Historische und heutige Buchformen – Eine Übersicht

Ein Buch ist ein Buch, oder? Naja, es kommt darauf an, wie du es betrachtest und wie weit du bereit bist in Raum und Zeit zu reisen. Wenn du ein Buch dadurch definierst, dass es sich um eine Sammlung von Schriftstücken handelt, die in irgendeine Art und Weise zusammengefasst wurden, damit sie geschützt beisammen sind, ist das Buch, wie du es heute kennst, nur das Ende einer Jahrtausende währenden Entwicklung.
Zugegeben, diese Form ergibt bei allen heute verfügbaren Materialien und technischen Möglichkeiten am meisten Sinn. Entsprechend hat sie sich über all auf der Welt durchgesetzt und alle anderen historischen oder regionalen Buchformen weitestgehend verdrängt. Doch das heißt nicht, dass es keine anderen Buchformen gab und gibt.

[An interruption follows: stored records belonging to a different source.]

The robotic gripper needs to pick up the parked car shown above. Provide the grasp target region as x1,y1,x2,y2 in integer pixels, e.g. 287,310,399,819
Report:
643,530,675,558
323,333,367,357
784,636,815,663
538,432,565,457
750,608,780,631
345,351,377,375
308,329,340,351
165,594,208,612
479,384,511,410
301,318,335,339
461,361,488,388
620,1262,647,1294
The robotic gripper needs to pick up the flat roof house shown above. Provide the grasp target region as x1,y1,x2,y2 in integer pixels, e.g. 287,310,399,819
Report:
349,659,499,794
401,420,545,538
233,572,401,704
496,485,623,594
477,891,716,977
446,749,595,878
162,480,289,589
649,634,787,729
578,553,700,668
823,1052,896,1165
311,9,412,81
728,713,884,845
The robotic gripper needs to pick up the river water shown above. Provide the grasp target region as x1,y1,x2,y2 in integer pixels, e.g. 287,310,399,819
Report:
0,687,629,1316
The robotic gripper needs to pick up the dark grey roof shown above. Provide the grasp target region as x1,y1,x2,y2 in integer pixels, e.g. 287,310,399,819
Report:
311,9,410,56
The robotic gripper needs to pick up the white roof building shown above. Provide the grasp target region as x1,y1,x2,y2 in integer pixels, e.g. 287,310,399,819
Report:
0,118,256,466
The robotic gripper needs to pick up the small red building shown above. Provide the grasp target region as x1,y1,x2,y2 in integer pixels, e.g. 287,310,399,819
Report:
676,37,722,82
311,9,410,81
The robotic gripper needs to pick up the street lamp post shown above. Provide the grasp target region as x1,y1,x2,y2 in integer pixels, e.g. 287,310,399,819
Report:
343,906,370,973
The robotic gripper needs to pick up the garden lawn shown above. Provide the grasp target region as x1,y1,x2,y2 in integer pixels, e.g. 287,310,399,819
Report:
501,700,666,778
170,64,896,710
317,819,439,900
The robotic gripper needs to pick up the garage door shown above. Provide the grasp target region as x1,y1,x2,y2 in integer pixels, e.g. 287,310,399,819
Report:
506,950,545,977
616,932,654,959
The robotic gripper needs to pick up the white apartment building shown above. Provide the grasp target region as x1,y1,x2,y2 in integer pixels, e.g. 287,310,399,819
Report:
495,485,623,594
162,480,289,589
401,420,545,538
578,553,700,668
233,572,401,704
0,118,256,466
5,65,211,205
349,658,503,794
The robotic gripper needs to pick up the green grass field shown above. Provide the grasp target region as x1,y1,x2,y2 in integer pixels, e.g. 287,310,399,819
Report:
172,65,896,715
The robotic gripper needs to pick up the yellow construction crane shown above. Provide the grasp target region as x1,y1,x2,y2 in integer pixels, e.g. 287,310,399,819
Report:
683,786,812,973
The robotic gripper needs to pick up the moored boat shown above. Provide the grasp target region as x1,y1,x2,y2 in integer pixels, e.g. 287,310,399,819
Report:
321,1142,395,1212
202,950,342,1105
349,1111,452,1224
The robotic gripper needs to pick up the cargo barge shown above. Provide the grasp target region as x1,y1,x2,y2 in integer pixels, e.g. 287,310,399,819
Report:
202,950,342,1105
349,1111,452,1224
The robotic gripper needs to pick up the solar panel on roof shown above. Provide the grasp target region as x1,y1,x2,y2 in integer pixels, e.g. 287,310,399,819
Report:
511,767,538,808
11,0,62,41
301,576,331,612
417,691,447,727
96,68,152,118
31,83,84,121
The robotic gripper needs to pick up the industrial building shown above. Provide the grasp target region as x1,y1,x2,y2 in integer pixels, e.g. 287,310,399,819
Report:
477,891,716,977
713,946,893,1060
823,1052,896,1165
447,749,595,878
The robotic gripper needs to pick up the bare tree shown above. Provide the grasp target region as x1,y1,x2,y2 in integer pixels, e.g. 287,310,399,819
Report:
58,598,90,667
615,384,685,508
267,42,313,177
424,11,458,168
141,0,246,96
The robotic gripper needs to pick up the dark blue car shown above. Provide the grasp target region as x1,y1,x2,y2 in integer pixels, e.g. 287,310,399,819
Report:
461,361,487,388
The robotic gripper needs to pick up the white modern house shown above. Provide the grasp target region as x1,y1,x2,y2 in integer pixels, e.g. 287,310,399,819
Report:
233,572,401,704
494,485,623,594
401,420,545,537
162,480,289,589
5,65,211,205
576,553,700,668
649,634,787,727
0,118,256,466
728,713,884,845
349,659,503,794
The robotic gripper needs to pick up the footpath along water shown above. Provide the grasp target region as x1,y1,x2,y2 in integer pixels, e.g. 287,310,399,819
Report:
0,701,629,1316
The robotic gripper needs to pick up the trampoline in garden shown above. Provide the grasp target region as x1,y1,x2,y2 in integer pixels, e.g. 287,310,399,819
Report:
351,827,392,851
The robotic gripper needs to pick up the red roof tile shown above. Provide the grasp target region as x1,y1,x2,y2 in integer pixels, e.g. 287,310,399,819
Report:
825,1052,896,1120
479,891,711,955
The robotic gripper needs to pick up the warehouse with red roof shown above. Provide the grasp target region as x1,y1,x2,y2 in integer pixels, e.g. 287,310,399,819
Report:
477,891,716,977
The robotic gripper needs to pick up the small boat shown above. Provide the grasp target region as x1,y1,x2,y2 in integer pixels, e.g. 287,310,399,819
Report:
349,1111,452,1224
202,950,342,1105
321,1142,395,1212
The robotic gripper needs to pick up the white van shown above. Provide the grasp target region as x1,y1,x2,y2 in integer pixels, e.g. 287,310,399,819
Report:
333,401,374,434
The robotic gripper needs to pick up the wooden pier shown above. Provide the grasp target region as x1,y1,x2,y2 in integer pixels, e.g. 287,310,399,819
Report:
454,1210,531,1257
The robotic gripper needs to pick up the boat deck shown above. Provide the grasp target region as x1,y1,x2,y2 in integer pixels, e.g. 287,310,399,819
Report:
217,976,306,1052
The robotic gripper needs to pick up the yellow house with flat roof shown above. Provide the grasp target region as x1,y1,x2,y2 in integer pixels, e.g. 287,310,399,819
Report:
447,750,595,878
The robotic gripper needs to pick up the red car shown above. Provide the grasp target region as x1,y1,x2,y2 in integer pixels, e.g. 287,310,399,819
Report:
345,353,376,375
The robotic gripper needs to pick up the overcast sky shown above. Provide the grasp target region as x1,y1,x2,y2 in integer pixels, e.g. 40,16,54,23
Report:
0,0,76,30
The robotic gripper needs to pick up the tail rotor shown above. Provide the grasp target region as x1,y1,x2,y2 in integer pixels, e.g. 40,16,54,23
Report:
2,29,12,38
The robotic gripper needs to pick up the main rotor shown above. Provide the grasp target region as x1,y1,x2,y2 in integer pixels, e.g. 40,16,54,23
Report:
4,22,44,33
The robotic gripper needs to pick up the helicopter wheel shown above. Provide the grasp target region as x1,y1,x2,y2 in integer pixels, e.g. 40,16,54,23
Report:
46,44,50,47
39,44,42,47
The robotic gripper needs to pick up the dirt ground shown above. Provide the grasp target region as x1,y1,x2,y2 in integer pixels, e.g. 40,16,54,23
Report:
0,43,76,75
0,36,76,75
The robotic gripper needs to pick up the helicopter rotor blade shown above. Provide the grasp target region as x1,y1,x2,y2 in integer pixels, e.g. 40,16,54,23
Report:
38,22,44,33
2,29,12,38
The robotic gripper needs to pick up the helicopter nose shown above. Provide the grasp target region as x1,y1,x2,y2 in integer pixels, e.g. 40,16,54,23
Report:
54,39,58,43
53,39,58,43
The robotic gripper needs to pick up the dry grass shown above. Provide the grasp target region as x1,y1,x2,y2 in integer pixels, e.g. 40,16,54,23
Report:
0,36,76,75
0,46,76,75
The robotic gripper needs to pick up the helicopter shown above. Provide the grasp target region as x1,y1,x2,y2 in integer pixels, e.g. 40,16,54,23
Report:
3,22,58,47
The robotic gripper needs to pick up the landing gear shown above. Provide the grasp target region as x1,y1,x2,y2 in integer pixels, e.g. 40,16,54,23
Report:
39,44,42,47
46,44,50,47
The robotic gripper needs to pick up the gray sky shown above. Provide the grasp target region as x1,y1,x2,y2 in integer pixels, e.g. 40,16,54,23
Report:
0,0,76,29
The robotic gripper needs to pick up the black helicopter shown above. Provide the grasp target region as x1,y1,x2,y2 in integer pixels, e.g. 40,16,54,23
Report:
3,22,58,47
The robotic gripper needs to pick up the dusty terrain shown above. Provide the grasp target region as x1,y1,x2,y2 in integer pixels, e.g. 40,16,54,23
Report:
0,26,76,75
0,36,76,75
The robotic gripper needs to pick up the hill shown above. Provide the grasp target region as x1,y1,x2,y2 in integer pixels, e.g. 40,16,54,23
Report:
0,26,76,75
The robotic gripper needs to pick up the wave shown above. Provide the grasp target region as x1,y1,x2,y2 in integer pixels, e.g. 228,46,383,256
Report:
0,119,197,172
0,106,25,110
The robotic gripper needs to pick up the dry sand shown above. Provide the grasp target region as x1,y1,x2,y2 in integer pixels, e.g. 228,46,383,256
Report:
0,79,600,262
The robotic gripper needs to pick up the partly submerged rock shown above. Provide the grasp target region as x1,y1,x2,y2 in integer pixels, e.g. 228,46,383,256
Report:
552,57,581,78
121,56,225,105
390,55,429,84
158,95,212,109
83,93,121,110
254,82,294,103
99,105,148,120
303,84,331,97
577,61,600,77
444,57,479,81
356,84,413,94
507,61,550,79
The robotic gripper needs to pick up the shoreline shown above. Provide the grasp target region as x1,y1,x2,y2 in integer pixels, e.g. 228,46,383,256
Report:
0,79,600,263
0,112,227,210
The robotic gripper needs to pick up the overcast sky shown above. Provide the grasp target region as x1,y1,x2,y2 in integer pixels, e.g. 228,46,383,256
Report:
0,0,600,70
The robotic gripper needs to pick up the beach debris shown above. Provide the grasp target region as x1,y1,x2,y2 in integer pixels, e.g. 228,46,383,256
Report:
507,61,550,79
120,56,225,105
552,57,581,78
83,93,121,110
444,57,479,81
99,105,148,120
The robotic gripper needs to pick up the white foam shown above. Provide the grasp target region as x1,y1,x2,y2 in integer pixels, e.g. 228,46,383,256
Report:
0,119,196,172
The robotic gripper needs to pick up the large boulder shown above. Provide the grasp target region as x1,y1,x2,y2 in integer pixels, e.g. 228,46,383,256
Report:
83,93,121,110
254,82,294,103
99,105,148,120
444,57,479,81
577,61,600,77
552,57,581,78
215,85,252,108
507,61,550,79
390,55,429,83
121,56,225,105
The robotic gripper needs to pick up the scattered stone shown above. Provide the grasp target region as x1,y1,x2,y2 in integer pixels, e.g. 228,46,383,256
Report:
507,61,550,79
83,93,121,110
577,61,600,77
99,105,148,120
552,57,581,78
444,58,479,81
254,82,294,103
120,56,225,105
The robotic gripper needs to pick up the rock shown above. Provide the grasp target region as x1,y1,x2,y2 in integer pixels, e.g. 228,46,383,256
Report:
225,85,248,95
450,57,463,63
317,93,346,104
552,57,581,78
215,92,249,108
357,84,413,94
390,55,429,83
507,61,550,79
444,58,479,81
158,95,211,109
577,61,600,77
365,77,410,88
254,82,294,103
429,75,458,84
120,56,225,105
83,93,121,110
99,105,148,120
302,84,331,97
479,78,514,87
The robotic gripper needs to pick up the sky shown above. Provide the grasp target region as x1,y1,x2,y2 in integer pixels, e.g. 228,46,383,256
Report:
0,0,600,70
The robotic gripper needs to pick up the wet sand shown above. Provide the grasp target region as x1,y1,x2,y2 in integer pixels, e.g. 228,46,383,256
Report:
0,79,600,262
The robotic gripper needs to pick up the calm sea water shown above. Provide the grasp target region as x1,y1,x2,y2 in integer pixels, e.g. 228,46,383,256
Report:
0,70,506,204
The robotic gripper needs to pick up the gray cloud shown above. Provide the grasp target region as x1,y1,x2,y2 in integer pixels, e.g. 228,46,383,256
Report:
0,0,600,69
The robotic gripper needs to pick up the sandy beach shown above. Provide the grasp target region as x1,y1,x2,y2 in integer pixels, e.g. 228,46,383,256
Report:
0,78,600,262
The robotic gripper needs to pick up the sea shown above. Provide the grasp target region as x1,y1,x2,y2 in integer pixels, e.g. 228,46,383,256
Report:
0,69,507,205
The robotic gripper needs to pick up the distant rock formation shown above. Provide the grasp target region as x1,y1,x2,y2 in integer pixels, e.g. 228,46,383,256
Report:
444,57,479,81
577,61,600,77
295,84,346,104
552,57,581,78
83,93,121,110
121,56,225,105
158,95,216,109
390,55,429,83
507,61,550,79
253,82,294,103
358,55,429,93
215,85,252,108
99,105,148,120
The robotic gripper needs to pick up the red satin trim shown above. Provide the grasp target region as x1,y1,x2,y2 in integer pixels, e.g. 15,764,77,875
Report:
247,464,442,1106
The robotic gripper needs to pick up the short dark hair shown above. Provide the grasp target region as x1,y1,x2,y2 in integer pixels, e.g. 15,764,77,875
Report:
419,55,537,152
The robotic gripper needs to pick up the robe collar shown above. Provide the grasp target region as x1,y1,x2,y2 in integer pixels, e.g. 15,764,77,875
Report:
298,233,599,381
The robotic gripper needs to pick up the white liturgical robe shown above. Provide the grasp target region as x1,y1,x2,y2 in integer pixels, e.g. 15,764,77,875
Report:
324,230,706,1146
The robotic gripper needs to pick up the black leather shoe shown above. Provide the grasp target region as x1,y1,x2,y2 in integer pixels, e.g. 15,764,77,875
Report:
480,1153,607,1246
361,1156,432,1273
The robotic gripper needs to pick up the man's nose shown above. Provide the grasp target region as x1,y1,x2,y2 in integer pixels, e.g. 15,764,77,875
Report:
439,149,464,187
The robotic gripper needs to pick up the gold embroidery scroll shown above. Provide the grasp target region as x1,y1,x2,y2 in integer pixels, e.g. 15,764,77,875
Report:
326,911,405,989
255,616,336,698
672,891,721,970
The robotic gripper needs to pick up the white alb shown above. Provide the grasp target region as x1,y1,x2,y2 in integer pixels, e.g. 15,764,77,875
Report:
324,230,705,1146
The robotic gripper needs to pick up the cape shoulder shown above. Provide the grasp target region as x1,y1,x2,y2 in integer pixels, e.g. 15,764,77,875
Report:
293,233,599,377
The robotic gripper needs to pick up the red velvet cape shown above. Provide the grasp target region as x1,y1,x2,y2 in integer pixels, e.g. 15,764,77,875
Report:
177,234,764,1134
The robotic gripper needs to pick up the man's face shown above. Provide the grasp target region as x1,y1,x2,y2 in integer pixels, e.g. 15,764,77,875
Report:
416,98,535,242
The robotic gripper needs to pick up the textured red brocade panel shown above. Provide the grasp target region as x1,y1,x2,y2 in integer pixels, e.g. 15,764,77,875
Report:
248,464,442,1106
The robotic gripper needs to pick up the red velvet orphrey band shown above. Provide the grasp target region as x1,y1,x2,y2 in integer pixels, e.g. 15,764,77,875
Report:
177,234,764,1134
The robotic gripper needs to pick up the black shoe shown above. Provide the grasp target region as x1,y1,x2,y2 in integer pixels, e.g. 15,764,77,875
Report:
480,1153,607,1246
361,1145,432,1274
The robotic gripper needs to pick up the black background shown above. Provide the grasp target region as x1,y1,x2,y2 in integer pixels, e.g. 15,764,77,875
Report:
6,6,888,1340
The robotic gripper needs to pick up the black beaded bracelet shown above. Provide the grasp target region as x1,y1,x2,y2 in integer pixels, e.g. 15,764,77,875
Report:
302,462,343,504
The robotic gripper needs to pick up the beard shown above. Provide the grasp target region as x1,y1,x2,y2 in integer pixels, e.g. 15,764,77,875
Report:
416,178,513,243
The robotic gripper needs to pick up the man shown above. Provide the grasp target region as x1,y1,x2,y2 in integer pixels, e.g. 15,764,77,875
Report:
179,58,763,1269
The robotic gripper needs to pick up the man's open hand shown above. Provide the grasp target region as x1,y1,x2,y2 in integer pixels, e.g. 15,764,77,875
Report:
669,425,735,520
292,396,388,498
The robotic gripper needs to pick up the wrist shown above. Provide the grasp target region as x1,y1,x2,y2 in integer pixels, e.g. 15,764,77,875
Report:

Historische Buchformen aus der ganzen Welt

Die Schriftrolle

Ich denke dir kommt sofort ein Bild in den Kopf, wenn ich Schriftrolle sage. Entweder von Griechen, die epochale Mythen auf das Papyrus bannen, oder Ninja, die ewig lange Bannsprüche in einer exotischen Sprache vor sich hinmurmeln. Tatsächlich war die Schriftrolle eine sehr erfolgreiche Buchform, die sich schon in der Antike über Asien und den Mittelmeer-Raum verbreitet hatte.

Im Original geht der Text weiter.